Thursday, February 19, 2009

Known Issues in STRING version 8.0

For each STRING version so far, only when we released it to the users did we find the last remaining bugs. Users often email us with their problems, and sometimes we are indeed to blame because there is an error. This is good (we think), because each bug found is a bug fixed - albeit only in the next release, usually.

So far, this is what we have found in release 8.0:

a) Some of our text-mining links do not show up in the corresponding evidence viewer. They are still correct, but the underlying text cannot be recovered and shown, for technical reasons. This happens because we developed a new feature that recognizes generic 'family' names for gene groups (like 'WNTs' for the various, homologous Wnt proteins). Within reasonable limits, such ambiguous names are now expanded to the individual protein members. However, we forgot to update the code of the text-viewer to reflect this ... we will do so in the next version.

b) Unfortunately, some of the prokaryotic genomes in this release are incomplete - in 43 cases we're missing a second (or third) minor chromosome. This was caused by a misunderstanding when parsing files from the RefSeq database: RefSeq provides an overview file that only lists one chromosome for each prokaryote, and we mistook that file for the full listing. Again, this will be fixed in the next release of STRING (on which we are already working). Obviously, we're now writing a new entry in our test suite that will prevent this type of error in the future - we will be checking the final gene counts of all organisms for consistency and also compare these counts against an external reference. Below is a list of affected organisms in the current release; if you're working with any of these, we recommend you continue using version 7.1 of STRING for now.

Luckily, no major model organisms are affected !!

Agrobacterium tumefaciens str.
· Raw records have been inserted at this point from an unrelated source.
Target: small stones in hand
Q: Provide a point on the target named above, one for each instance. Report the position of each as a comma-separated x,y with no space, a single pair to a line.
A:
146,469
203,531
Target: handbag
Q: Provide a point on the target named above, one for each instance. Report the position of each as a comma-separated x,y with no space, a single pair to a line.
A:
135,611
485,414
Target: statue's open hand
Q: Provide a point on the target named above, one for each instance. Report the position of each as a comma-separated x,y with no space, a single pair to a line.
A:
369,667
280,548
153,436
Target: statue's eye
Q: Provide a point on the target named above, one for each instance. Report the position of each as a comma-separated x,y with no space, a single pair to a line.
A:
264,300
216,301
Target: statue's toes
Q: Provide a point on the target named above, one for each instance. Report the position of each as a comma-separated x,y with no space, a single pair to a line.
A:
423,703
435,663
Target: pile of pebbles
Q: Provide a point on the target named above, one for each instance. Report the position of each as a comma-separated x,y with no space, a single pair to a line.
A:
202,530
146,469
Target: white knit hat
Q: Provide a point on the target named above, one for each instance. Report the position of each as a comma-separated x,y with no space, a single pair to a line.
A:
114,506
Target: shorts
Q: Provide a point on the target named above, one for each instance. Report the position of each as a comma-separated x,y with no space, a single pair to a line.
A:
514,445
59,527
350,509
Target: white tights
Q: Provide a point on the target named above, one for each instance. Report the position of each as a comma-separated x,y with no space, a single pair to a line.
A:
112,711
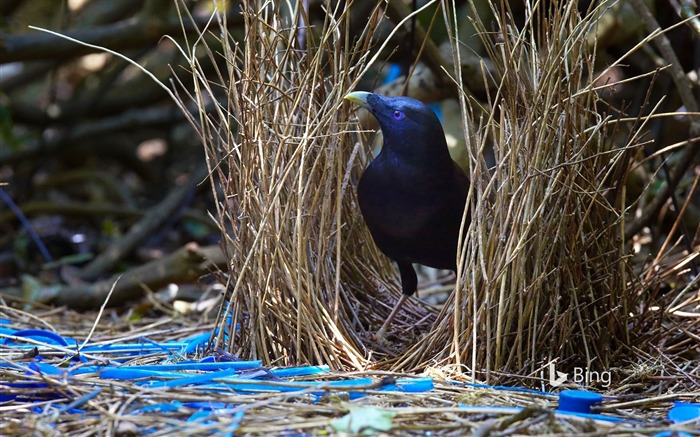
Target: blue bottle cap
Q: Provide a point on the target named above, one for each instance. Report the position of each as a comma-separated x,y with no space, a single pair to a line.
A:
578,401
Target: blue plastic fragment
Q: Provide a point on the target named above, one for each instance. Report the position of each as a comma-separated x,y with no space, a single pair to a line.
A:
578,401
684,412
73,406
41,335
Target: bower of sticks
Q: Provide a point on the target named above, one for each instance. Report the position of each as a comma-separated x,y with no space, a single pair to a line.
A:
560,263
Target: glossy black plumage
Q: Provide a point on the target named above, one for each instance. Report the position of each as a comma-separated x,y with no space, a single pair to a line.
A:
412,195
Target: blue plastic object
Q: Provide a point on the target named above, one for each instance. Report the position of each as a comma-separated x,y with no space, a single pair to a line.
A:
684,412
578,401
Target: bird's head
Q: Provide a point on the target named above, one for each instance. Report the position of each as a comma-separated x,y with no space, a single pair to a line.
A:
408,125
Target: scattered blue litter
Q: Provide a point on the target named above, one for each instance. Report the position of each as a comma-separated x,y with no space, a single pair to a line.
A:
578,401
182,367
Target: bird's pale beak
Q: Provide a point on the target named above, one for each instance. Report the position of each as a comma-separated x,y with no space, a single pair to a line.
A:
359,98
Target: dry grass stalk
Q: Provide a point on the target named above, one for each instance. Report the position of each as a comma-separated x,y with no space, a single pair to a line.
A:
286,159
544,270
544,275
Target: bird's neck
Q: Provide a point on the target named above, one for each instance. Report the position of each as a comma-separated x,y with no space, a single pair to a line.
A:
434,154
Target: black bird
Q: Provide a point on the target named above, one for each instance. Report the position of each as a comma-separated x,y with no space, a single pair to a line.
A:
412,195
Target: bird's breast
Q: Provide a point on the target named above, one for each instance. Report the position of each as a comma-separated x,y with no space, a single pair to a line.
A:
401,203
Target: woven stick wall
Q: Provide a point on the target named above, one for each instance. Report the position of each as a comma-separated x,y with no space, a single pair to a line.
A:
543,273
C58
Brucella abortus biovar 1 str. 9-941
Brucella melitensis 16M
Brucella melitensis biovar Abortus 2308
Brucella ovis ATCC 25840
Brucella suis 1330
Burkholderia ambifaria AMMD
Burkholderia cenocepacia AU 1054
Burkholderia cenocepacia HI2424
Burkholderia mallei ATCC 23344
Burkholderia mallei NCTC 10229
Burkholderia mallei NCTC 10247
Burkholderia mallei SAVP1
Burkholderia pseudomallei 1106a
Burkholderia pseudomallei 1710b
Burkholderia pseudomallei 668
Burkholderia pseudomallei K96243
Burkholderia sp. 383
Burkholderia thailandensis E264
Burkholderia vietnamiensis G4
Burkholderia xenovorans LB400
Deinococcus radiodurans R1
Haloarcula marismortui ATCC 43049
Leptospira borgpetersenii serovar Hardjo-bovis JB197
Leptospira borgpetersenii serovar Hardjo-bovis L550
Leptospira interrogans serovar Copenhageni str. Fiocruz L1-130
Leptospira interrogans serovar Lai str. 56601
Ochrobactrum anthropi ATCC 49188
Paracoccus denitrificans PD1222
Photobacterium profundum SS9
Pseudoalteromonas haloplanktis TAC125
Ralstonia eutropha H16
Ralstonia eutropha JMP134
Ralstonia metallidurans CH34
Rhodobacter sphaeroides 2.4.1
Rhodobacter sphaeroides ATCC 17029
Vibrio cholerae O1 biovar eltor str. N16961
Vibrio cholerae O395
Vibrio fischeri ES114
Vibrio harveyi ATCC BAA-1116
Vibrio parahaemolyticus RIMD 2210633
Vibrio vulnificus CMCP6
Vibrio vulnificus YJ016

That's it for known issues so far. But, do keep those emails coming - the feedback is very valuable !!

2 comments:

  1. Hello,

    I've just found the STRING site and find it very useful but I've noticed one bug, I don't see any email on the webpage (maybe I've missed it) so I am leaving the info here.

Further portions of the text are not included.